The above description is only for the purpose of illustrating the preferred embodiments of the present invention and is not to be construed as limiting the invention, and any modifications, equivalents and improvements made within the spirit and principle of the present invention are intended to be included within the scope of the present invention.

Claims

1. A hydrogen circulation device, comprising:

the pump shell is provided with a circulating cavity and is provided with a circulating gas inlet, a circulating gas outlet and a hydrogen purging port which are communicated with the circulating cavity;

the pump rotor is arranged in the circulating cavity; and

the hydrogen throttling component is arranged outside the circulation cavity, the hydrogen purging port is communicated with the circulation cavity, and ice breaking is realized through hydrogen with throttling and temperature rising characteristics.

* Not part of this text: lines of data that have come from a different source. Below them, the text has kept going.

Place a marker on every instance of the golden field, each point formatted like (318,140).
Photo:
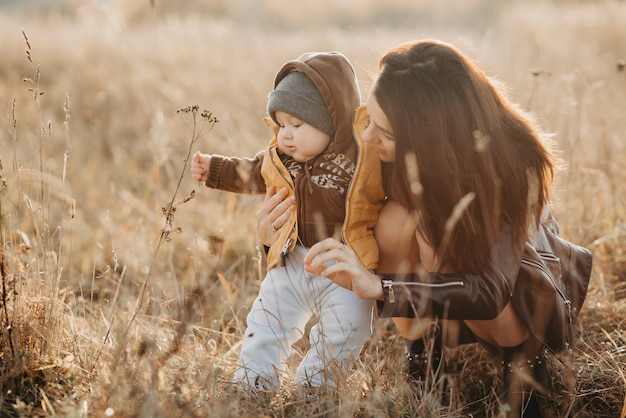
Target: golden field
(125,285)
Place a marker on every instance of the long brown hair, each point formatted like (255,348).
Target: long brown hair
(468,158)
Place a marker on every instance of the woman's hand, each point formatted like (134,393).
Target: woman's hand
(273,214)
(332,259)
(200,165)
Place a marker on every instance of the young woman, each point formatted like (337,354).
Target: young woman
(467,176)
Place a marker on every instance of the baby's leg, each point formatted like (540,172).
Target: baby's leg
(276,321)
(345,324)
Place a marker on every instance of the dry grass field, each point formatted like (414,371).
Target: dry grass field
(125,285)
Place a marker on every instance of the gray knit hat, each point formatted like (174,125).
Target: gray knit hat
(296,95)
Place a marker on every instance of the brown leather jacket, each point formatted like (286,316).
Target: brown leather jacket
(545,278)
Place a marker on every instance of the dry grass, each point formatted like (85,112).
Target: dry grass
(113,306)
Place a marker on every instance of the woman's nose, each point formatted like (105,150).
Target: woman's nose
(367,135)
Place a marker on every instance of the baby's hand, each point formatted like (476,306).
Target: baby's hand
(200,164)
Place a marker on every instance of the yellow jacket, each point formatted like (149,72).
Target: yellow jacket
(364,199)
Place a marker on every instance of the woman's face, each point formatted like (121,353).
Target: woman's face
(379,133)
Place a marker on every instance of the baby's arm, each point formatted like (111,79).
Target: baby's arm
(232,174)
(200,165)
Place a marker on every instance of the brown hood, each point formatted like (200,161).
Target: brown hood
(334,77)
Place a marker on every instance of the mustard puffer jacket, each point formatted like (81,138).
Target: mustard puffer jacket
(339,192)
(364,199)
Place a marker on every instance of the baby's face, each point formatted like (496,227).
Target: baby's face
(298,139)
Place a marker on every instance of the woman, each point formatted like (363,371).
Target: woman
(467,176)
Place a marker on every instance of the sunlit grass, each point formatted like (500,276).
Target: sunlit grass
(103,316)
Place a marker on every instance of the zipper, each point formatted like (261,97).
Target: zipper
(285,249)
(389,293)
(566,301)
(277,165)
(357,163)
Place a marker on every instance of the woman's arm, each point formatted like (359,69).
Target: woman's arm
(462,295)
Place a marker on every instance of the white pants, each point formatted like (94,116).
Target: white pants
(287,299)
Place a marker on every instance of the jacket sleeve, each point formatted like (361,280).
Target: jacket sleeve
(457,296)
(239,175)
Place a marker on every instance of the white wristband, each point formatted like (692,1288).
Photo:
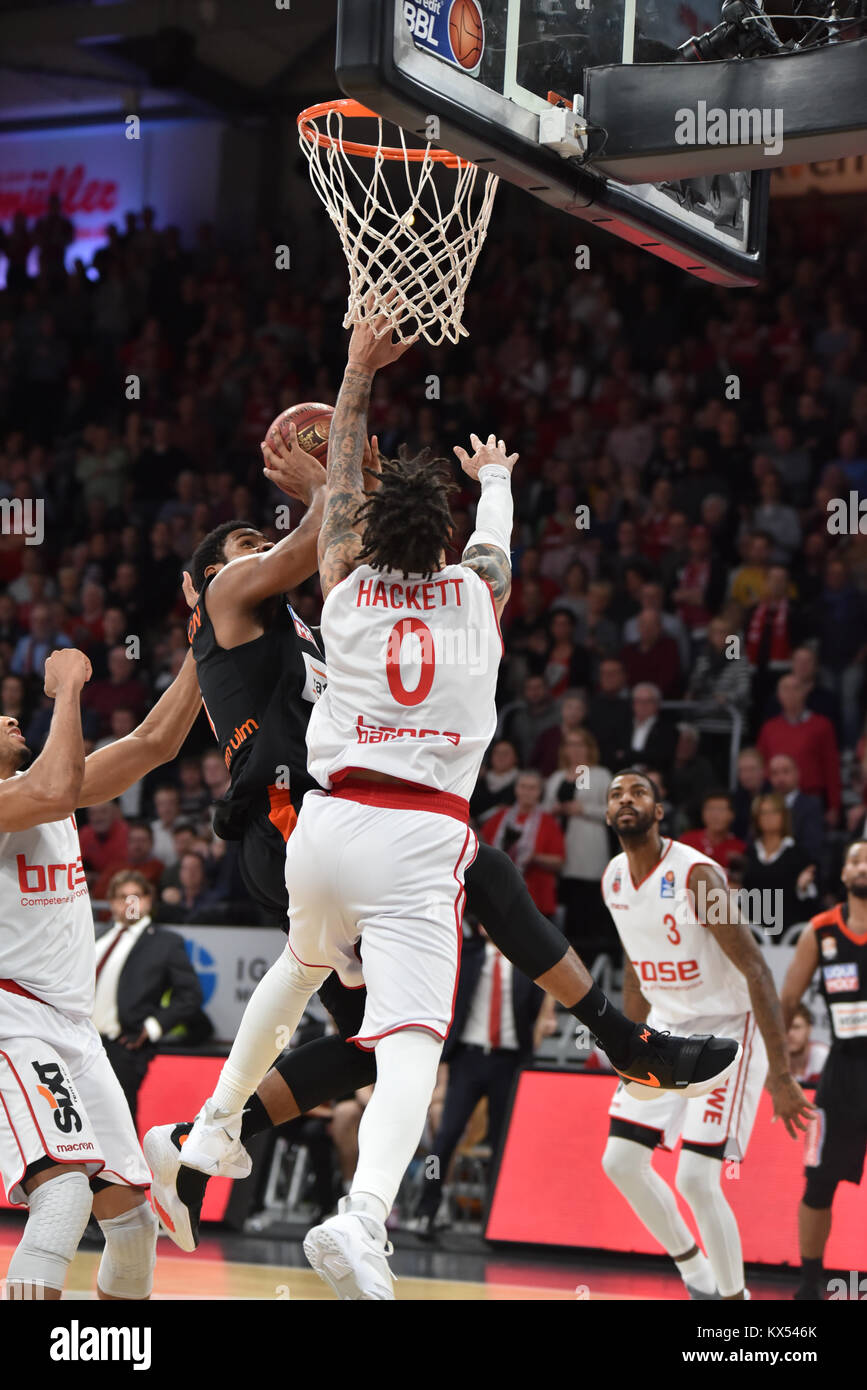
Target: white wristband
(495,512)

2. The hydrogen circulation device according to claim 1, wherein the hydrogen throttling assembly comprises:

one end of the hydrogen pipeline is communicated with the circulation cavity through the hydrogen purging port, and the other end of the hydrogen pipeline is communicated with hydrogen supply equipment; and

a throttling element cooperating with the hydrogen purge port or the hydrogen conduit.

3. The hydrogen circulation device according to claim 2, wherein the hydrogen throttle assembly further comprises hydrogen cylinders in communication with the other end of the hydrogen conduit, the hydrogen cylinders being disposed adjacent to the pump housing.

4. The hydrogen circulation device according to claim 2, wherein the hydrogen throttling assembly further comprises a regulating valve provided in the hydrogen pipeline to control the state of hydrogen purge.

5. The hydrogen-recycling apparatus of claim 2, wherein the hydrogen throttling assembly further comprises a temperature sensor disposed within the recycling chamber to control the state of the hydrogen purge.

6. The hydrogen circulation device according to any one of claims 2 to 5, wherein the throttling element is a pressure reducing valve provided in the hydrogen purge port or in the hydrogen pipeline.

7. The hydrogen circulation device according to any one of claims 2 to 5, wherein the throttling element is an orifice plate provided in the hydrogen purge port or in the hydrogen pipe.

8. The hydrogen circulation device according to any one of claims 2 to 5, wherein the throttling element is a capillary tube having one end communicating with the hydrogen purge port and the other end communicating with the hydrogen pipe.

9. The hydrogen circulation device according to claim 1, wherein the circulation gas outlet, the circulation gas inlet, and the hydrogen purge port are provided in this order on the pump housing.

10. The hydrogen circulation device according to claim 1 or 9, wherein the hydrogen purge port is provided in a bottom portion of the pump housing or in a side portion of the pump housing adjacent to the bottom portion.